When I lead meditation, I start by asking people to feel the floor under them, to notice where their

hard places come into contact with the building's hardness -- to feel the strength and stability of that solidness, and to think about how the building connects to the earth. It's easiest to notice where hard places come in contact -- it's one of the first places we notice discomfort.

And feeling the evidence of that connection to the building and its connection to the earth, I ask them to trust that, to relax into it, to let it hold them. There's a relaxation that comes with being held by something or someone you trust.

I thought of that recently when I heard a teacher use the phrase "being held by the dharma." It struck me and stuck with me, so I contemplated it.

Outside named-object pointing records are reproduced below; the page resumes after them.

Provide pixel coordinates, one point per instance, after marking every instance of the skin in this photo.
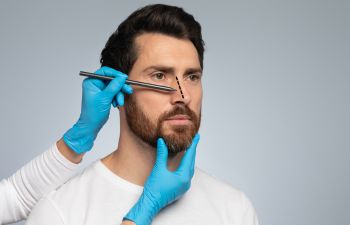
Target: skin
(134, 159)
(68, 153)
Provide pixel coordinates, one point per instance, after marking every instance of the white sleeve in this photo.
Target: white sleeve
(44, 213)
(20, 192)
(249, 215)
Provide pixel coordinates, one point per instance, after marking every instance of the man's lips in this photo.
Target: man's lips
(179, 117)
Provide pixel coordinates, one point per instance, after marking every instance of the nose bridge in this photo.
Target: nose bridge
(182, 94)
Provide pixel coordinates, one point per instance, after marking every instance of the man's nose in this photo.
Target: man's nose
(182, 94)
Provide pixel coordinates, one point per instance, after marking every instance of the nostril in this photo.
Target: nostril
(178, 83)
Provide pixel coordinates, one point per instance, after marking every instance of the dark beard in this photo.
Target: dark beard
(180, 137)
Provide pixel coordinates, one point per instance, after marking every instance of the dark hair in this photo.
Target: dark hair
(120, 52)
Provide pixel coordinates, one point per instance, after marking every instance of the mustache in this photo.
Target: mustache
(177, 110)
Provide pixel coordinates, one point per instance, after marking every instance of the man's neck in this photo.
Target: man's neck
(134, 159)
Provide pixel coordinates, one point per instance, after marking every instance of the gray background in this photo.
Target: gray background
(276, 94)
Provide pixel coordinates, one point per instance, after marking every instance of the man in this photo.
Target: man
(151, 178)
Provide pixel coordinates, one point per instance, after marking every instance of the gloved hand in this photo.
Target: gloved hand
(163, 186)
(97, 98)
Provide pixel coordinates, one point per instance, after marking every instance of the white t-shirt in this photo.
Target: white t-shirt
(20, 192)
(98, 196)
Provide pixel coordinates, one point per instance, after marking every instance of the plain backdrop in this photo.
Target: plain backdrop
(276, 101)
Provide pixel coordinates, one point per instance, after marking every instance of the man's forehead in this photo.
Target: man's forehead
(160, 50)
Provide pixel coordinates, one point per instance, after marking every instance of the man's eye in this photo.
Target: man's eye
(159, 76)
(194, 77)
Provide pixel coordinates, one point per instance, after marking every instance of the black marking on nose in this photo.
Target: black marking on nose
(179, 87)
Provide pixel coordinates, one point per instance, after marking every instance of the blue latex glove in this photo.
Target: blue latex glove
(97, 98)
(163, 186)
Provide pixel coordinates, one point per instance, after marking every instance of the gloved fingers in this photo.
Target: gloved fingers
(127, 89)
(187, 162)
(162, 153)
(114, 103)
(120, 98)
(114, 86)
(93, 84)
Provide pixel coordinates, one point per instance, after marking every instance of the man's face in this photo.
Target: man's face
(175, 116)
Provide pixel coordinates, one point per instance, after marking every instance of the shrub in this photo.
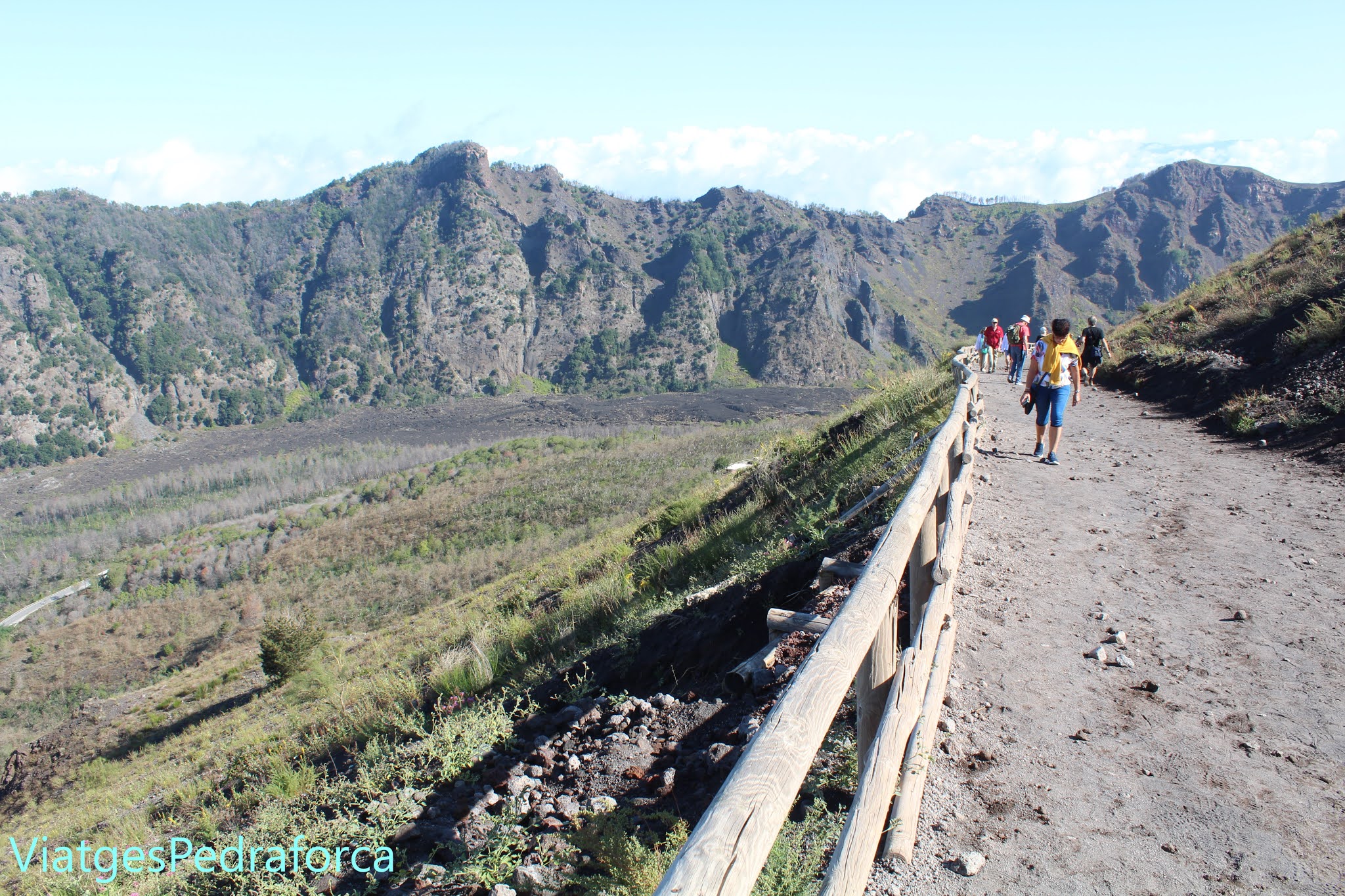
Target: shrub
(632, 855)
(160, 410)
(286, 645)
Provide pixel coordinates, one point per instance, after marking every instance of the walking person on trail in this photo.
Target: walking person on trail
(1052, 383)
(1094, 341)
(1019, 339)
(994, 340)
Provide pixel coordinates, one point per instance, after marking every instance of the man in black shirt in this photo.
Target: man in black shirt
(1094, 343)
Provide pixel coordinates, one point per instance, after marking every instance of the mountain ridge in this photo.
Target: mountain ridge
(451, 276)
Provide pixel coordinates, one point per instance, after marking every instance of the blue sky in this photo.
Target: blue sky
(860, 105)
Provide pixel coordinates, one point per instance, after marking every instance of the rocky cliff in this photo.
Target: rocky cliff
(451, 276)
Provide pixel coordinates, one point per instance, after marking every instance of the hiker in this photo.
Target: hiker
(1019, 337)
(1094, 341)
(1052, 383)
(994, 340)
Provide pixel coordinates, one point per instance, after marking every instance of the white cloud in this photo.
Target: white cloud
(888, 172)
(177, 172)
(893, 172)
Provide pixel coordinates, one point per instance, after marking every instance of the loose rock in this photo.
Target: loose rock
(970, 864)
(603, 805)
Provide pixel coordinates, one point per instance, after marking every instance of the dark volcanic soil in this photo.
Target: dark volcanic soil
(456, 425)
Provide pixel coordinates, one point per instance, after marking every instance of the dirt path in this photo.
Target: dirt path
(1225, 779)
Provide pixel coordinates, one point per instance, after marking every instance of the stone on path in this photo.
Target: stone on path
(969, 864)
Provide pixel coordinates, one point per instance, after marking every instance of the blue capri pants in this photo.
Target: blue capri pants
(1052, 400)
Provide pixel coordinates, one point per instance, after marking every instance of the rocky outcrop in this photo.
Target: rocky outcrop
(450, 276)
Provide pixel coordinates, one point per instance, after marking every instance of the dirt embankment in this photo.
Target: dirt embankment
(1211, 759)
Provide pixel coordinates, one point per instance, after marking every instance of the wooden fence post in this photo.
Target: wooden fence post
(921, 567)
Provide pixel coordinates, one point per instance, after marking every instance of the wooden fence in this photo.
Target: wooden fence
(899, 691)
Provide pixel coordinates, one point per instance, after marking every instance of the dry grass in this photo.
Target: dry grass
(585, 530)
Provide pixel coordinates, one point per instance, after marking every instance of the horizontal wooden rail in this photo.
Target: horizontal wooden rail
(730, 845)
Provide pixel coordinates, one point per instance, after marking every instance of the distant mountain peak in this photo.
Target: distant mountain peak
(447, 276)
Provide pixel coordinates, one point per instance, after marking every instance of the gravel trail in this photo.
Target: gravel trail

Being held by the dharma is like relaxing into the ground -- you can let go completely, trusting that it will be big enough and strong enough to hold whatever weight you carry. You are not too heavy for the earth and nothing is too big for the dharma, which is limitless.

I think this is the quality -- this trust, this safety -- that Stacey D'Ersamo is referencing in  her New York Times essay, Is God Just Not That into Me? The essay is about her relationship with the man she lives with, who is a Zen Buddhist priest.

She's jealous of his trust in buddhanature, in the ultimate OK-ness of reality, which she compares to falling in love with God. "How come he got access to all that divine unconditional love? What am I to the universe? What do I have to do to get the good stuff?" she writes. Her monk, as she calls him, reads this. “You already have it,” he said. “You are it.” He paused. “By the way, we need coffee.”

How come he got access to all that divine unconditional love? What am I to the universe? What do I have to do to get the good stuff?

You have to work at it. Maybe some people are born with that. Most question, test, examine. And when they find the thing that can hold them, they relax into it.

The Buddha lists Wise Effort as a step on the Eightfold Path, and exertion as one of the paramitas, or perfections of the heart (ie practices we can do to cultivate perfect heart). There's no switch that turns on enlightenment. You move toward it with your effort. It's an effort that might be unrecognizable to those who think "effort" mean trying hard. You have to try soft -- to be curious and open to whatever it is that results. Effort doesn't mean gritting your teeth and pushing through to the other side; it means sitting where you're stuck and not running away.

It means being present and lifting the mucky veils to see clearly -- which means, Ms. D'Erasmo, understanding and using appropriate words, not ones that amuse you. Your Zen priest, who is not a monk, gets access to "unconditional stuff" because he's worked at seeing causes and conditions that cloud the mind and block access to buddhanature.

Being held by the dharma isn't a passive stance. Relaxing and trusting isn't easy. It takes effort not to tighten up, to expect certain results, to demand that an outcome be as anticipated. You can't grab the dharma and shake it until you get what you want.

You can't hold onto the dharma and be held by it. You have to let go. And then it will be there.

"Give up the mind that wants to meditate and calm down. Focus on nothing at all. Disturbing thoughts and lazy indifference are not liberation. Remain unstained by thoughts and circumstances. Rest relaxed in the uncontrived nature of mind, free of elaboration or alteration. For the benefit of one and all, simply preserve peerless awareness."